Help wanted for quantized int8 model

Open Stephenzza opened this issue 3 years ago • 4 comments

Thanks for your fantastic job! I just quantized the model with INT8, and found that the performance has dropped seriously(map from 0.4 to 0.2). I found maybe the matmul operator caused this problem. Do you have any good suggestions?

Stephenzza avatar Oct 19 '22 08:10 Stephenzza

image I found after quantization the matmul operator max value is too big, which 0~255 can not represent all value.

Stephenzza avatar Oct 20 '22 06:10 Stephenzza

Awesome! Hi @Stephenzza, thanks for your interest in SparseInst! Could you specify this operation exactly?

wondervictor avatar Oct 27 '22 02:10 wondervictor

This operation is torch.bmm() in decoder.py line79 inst_features = torch.bmm(iam_prob, features.view(B, C, -1).permute(0, 2, 1)) assume input tensor shape (B,3,512,512), inst_features =(B,400,4096)*(B,4096,256), after this matrix multiplication i got the exploded min max value

Stephenzza avatar Oct 27 '22 06:10 Stephenzza

I see.

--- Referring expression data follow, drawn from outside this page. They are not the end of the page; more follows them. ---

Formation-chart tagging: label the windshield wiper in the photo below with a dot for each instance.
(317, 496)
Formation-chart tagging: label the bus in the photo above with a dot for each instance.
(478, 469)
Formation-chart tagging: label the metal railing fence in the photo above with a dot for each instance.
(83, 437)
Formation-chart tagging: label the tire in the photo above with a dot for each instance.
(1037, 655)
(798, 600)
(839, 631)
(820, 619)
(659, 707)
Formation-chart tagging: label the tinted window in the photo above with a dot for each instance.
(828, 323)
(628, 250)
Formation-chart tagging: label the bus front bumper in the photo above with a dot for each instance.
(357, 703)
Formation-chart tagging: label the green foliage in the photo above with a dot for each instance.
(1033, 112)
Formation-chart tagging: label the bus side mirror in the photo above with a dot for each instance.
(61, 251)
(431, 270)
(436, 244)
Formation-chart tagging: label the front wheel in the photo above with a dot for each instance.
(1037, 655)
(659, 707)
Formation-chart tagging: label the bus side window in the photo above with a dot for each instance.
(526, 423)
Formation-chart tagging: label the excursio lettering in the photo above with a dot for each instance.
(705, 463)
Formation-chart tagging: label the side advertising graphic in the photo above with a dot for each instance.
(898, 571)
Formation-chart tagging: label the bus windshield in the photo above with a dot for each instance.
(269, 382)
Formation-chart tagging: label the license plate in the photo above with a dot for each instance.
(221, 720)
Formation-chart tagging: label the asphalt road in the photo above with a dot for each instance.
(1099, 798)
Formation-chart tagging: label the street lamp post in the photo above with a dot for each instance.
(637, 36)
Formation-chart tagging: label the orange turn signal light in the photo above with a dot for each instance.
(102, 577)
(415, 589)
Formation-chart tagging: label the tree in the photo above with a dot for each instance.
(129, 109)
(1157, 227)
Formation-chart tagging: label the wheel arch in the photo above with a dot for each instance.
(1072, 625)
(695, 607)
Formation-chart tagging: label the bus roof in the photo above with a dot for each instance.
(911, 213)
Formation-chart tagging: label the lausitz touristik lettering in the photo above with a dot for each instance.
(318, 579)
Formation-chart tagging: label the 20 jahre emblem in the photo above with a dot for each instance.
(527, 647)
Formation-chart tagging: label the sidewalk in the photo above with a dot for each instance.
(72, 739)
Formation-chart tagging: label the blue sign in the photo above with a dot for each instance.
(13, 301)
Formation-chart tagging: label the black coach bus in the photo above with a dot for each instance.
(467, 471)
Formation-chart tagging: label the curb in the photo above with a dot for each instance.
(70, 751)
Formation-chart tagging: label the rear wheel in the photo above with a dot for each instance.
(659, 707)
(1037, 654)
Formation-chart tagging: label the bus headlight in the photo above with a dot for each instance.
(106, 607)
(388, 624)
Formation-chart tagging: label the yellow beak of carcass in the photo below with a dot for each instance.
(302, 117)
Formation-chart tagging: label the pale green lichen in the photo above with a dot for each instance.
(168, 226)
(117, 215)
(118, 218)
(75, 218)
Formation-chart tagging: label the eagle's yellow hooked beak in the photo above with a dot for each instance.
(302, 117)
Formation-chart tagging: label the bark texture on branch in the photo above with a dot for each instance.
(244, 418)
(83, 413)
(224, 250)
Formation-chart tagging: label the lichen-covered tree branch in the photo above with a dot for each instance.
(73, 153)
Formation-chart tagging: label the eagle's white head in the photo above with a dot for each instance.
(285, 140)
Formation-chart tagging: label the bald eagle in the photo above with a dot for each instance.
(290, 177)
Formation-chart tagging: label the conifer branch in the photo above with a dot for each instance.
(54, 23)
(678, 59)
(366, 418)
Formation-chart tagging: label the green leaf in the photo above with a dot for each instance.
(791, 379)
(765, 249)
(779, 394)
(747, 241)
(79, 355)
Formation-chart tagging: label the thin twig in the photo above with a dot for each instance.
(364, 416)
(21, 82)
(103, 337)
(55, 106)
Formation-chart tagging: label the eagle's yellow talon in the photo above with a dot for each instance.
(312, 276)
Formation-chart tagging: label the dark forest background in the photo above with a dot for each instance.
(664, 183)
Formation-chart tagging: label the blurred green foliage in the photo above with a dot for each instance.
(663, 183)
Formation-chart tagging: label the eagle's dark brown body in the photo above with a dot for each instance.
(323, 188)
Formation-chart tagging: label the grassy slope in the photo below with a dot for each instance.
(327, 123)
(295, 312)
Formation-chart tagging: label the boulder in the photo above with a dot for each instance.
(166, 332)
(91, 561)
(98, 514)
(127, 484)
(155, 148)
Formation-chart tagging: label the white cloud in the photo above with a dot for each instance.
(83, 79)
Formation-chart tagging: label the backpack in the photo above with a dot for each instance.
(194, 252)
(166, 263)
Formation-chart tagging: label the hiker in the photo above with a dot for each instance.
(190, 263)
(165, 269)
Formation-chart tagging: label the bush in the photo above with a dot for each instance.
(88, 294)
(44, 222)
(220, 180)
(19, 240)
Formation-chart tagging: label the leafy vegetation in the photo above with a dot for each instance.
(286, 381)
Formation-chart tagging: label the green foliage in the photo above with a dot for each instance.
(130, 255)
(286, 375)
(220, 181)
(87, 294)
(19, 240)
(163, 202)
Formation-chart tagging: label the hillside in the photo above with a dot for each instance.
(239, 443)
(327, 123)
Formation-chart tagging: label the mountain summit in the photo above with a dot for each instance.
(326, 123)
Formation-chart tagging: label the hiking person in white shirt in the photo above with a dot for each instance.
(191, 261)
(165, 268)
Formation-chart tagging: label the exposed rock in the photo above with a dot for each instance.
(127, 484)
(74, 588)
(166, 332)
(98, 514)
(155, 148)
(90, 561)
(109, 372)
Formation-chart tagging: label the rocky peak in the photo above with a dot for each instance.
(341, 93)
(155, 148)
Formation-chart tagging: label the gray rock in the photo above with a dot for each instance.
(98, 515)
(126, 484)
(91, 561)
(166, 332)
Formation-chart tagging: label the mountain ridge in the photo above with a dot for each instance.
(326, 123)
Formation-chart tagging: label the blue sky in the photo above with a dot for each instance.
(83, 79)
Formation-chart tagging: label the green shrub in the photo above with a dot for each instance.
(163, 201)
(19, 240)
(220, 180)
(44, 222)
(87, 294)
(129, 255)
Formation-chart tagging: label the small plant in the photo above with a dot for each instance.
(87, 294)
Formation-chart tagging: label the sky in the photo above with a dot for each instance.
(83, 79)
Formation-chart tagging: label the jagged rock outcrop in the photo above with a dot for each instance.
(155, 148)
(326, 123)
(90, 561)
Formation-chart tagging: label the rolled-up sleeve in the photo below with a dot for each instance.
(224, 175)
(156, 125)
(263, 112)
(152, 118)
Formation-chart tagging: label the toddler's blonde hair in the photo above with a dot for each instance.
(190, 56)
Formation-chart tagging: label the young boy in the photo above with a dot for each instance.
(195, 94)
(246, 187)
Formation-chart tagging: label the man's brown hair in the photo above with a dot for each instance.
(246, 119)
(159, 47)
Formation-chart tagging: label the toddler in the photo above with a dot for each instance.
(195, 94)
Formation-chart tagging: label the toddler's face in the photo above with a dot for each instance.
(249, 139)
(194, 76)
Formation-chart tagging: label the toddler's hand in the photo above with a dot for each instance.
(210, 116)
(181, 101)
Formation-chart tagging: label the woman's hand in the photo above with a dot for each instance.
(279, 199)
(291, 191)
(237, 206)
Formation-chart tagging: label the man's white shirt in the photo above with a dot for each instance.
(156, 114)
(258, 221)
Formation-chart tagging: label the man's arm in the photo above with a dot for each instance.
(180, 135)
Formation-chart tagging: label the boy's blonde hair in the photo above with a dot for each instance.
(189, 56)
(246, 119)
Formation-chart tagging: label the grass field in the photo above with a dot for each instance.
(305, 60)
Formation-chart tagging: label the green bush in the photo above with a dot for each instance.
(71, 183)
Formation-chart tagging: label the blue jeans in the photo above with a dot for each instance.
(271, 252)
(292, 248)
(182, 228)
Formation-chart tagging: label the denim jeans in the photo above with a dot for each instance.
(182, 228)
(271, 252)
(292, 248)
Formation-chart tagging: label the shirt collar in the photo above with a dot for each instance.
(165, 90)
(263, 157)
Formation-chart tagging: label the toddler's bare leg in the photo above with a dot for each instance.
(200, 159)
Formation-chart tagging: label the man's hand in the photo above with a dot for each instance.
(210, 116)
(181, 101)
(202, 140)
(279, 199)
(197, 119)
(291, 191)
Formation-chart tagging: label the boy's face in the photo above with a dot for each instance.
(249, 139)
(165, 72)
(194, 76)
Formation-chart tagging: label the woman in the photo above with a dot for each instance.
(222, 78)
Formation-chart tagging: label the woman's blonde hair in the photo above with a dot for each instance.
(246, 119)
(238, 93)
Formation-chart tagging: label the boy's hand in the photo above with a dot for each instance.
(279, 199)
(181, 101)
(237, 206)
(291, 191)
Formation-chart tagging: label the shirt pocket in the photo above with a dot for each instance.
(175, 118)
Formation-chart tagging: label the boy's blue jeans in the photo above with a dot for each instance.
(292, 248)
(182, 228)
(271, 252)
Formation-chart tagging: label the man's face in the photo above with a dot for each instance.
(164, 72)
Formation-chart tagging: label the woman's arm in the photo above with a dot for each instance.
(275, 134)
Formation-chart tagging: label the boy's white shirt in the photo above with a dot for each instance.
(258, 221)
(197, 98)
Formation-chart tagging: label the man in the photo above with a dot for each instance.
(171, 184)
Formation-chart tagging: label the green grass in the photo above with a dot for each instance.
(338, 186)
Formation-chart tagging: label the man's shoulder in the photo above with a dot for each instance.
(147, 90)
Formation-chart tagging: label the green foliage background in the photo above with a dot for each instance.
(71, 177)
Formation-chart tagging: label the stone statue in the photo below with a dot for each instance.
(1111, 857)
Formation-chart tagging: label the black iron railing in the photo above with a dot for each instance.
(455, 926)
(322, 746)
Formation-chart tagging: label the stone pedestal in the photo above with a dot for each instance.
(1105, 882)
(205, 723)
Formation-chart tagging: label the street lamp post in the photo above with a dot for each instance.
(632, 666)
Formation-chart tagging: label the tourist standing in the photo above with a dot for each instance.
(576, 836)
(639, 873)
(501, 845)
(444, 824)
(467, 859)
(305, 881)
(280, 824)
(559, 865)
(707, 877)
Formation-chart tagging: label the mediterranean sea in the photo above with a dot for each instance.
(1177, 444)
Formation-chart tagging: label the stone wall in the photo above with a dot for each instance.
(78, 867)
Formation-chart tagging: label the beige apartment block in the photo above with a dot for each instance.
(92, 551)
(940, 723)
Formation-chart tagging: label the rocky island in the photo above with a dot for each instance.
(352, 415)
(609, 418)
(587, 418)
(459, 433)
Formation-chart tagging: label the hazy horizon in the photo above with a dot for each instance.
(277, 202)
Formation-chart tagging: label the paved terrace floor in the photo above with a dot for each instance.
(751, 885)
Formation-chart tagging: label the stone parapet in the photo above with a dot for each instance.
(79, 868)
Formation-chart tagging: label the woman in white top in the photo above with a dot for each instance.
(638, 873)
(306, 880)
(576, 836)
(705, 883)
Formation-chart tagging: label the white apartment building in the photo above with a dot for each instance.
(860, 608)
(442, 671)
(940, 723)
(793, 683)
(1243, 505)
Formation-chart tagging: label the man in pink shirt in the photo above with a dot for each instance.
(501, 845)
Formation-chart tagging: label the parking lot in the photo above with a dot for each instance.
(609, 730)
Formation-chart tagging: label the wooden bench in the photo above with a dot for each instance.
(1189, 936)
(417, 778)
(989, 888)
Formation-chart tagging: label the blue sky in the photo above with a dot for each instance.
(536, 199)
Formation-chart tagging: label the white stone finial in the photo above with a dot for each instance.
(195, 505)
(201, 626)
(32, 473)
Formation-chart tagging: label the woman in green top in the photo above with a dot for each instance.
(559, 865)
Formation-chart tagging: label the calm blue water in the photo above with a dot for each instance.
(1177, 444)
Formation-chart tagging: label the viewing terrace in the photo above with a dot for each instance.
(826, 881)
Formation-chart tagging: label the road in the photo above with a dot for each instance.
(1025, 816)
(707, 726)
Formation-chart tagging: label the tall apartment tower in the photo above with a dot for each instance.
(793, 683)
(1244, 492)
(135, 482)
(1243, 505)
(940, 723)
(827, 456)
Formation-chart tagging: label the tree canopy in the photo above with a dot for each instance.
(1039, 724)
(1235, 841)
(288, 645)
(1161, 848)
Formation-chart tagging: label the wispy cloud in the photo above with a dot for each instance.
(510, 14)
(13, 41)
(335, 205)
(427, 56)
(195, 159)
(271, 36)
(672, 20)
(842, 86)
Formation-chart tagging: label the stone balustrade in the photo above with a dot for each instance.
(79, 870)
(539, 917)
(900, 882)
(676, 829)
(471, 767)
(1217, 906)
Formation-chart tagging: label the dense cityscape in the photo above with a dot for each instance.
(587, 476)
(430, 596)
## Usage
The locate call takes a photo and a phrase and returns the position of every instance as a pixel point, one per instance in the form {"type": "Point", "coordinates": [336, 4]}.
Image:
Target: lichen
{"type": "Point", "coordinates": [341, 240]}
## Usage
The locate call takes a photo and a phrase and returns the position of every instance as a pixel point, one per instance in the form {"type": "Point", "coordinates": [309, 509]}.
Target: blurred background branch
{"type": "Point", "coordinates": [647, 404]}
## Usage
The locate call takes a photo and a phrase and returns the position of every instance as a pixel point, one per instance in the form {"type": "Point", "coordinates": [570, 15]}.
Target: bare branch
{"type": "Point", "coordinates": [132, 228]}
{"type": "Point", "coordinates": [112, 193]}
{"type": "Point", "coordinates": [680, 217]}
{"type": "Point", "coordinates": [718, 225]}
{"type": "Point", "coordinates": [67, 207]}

I have some suggestions to avoid the overflow:

  1. normalize iam_prob first and then matmul.
normalizer = iam_prob.sum(-1).float().clamp(min=1e-4)
iam_prob = iam_prob / normalizer[:, :, None]
inst_features = torch.bmm(iam_prob, features.view(B, C, -1).permute(0, 2, 1))
  1. Using a large factor to avoid the overflow:
features = features / 1000
inst_features = torch.bmm(iam_prob, features.view(B, C, -1).permute(0, 2, 1))
inst_features = inst_features / normalizer[:, :, None]
inst_features = inst_features * 1000

I'm glad to hear about the progress and hope my suggestions will work.

wondervictor avatar Oct 28 '22 02:10 wondervictor